Hope you can see it!


----------



## dawg53 (Aug 25, 2015)

Get a pair of tweezers, put it as close to the ticks head as you can and yank it out. Then apply neosporin to it.


----------



## nannypattyrn (Aug 23, 2015)

I think I would still try having someone hold her upside down then hold her head still and grab the tick with tweezers. She may actually scratch it off herself.


----------



## casportpony (Aug 22, 2015)

If you do hold upside down, be sure that her crop has no fluid in it.

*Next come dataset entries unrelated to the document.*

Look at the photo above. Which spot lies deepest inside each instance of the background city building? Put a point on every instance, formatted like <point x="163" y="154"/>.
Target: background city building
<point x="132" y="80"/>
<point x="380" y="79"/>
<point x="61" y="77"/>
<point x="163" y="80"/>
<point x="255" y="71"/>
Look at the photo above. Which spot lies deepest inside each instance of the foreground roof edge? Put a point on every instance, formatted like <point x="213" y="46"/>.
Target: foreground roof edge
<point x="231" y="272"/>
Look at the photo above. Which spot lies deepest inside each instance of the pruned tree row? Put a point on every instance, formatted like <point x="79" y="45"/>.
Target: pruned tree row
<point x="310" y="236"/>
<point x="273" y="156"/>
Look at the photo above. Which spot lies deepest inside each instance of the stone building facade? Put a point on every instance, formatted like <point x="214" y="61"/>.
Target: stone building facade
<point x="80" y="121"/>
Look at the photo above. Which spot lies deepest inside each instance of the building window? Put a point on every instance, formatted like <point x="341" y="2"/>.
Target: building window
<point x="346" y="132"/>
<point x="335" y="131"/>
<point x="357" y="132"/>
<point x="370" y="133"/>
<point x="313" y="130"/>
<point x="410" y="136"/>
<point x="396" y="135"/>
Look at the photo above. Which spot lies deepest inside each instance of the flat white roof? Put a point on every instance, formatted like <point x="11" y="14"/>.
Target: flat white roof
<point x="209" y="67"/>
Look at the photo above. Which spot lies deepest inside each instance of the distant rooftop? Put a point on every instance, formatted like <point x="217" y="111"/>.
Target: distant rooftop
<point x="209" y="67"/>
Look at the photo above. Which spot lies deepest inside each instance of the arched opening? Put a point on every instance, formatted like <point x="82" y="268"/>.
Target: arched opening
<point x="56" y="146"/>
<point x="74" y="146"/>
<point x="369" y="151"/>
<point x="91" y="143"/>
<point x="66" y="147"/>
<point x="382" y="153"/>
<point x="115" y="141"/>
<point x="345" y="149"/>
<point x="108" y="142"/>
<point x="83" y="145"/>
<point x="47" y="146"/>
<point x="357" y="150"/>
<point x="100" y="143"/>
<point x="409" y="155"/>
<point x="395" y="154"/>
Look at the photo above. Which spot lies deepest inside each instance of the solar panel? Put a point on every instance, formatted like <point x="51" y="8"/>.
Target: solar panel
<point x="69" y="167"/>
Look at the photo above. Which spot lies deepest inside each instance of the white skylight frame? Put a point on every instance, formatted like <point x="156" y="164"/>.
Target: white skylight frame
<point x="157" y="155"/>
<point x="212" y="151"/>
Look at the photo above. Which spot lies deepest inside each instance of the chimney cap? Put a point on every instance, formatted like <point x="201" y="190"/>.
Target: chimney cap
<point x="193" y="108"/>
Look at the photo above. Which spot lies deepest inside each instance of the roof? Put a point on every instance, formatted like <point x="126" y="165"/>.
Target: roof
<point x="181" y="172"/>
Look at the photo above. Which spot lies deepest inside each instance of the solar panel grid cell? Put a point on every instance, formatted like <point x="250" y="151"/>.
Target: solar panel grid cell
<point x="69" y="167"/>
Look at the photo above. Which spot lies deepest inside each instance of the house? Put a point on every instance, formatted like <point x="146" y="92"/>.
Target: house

Holding them upside down while there's fluid in he crop could be very dangerous.


----------



## TheKeeper777 (Mar 30, 2016)

How do I hold her upside down?


----------



## nannypattyrn (Aug 23, 2015)

By her legs or in a "football" hold like you would a newborn. It will be easier if you have someone else hold her while you get the tick off or visa versa.


----------



## casportpony (Aug 22, 2015)

TheKeeper777 said:


> How do I hold her upside down?


Read this:
http://www.mypetchicken.com/backyar...e-to-hold-my-rooster-upside-down-by-H101.aspx


----------



## casportpony (Aug 22, 2015)

And this:
http://www.poultryclub.org/poultry/handling-and-welfare-guidelines/


----------



## dawg53 (Aug 25, 2015)

It's easiest to snugly wrap a chicken in a towel. Be sure to tie the feet together, but not too tight. Then go after the tick with tweezers. In the below pics I was prepping a Black Star to pop a marble size knot above her eye to release the fluid where she had been pecked real hard....kinda like water on the knee. I had to run the syringe needle up through her third eyelid inside the eye to pierce the membrane to release the liquid. It was successful and the swelling went down immediately.


----------



## nannypattyrn (Aug 23, 2015)

That looks like a much easier way to hold her than just grabbing her legs! Thx for sharing!!


----------



## dawg53 (Aug 25, 2015)

Thanks Patti. Wrapping a towel around a chicken is less stressful for the bird and they are immobilized, freeing up both your hands to do whatever is required. I also do it for inspecting ear canals for ear problems, bumblefoot surgery and so on. I love clothes pins, they come in handy when you dont have someone to help you.


----------



## nannypattyrn (Aug 23, 2015)

I knew I was hanging on to clothes pins for another reason, because I don't have a clothes line anymore!


----------



## chickenqueen (Jan 9, 2016)

Dawg,you should've been a veterinarian.I still say use a match head.to get the tick to release.You don't want to put chemicals near the eye or pull on it bc you might tear the eyelid.A hot match head will cause the tick to let go.If you lived near me,I'd do it for you.How close to Ohio are you?


----------



## TheKeeper777 (Mar 30, 2016)

chickenqueen said:


> Dawg,you should've been a veterinarian.I still say use a match head.to get the tick to release.You don't want to put chemicals near the eye or pull on it bc you might tear the eyelid.A hot match head will cause the tick to let go.If you lived near me,I'd do it for you.How close to Ohio are you?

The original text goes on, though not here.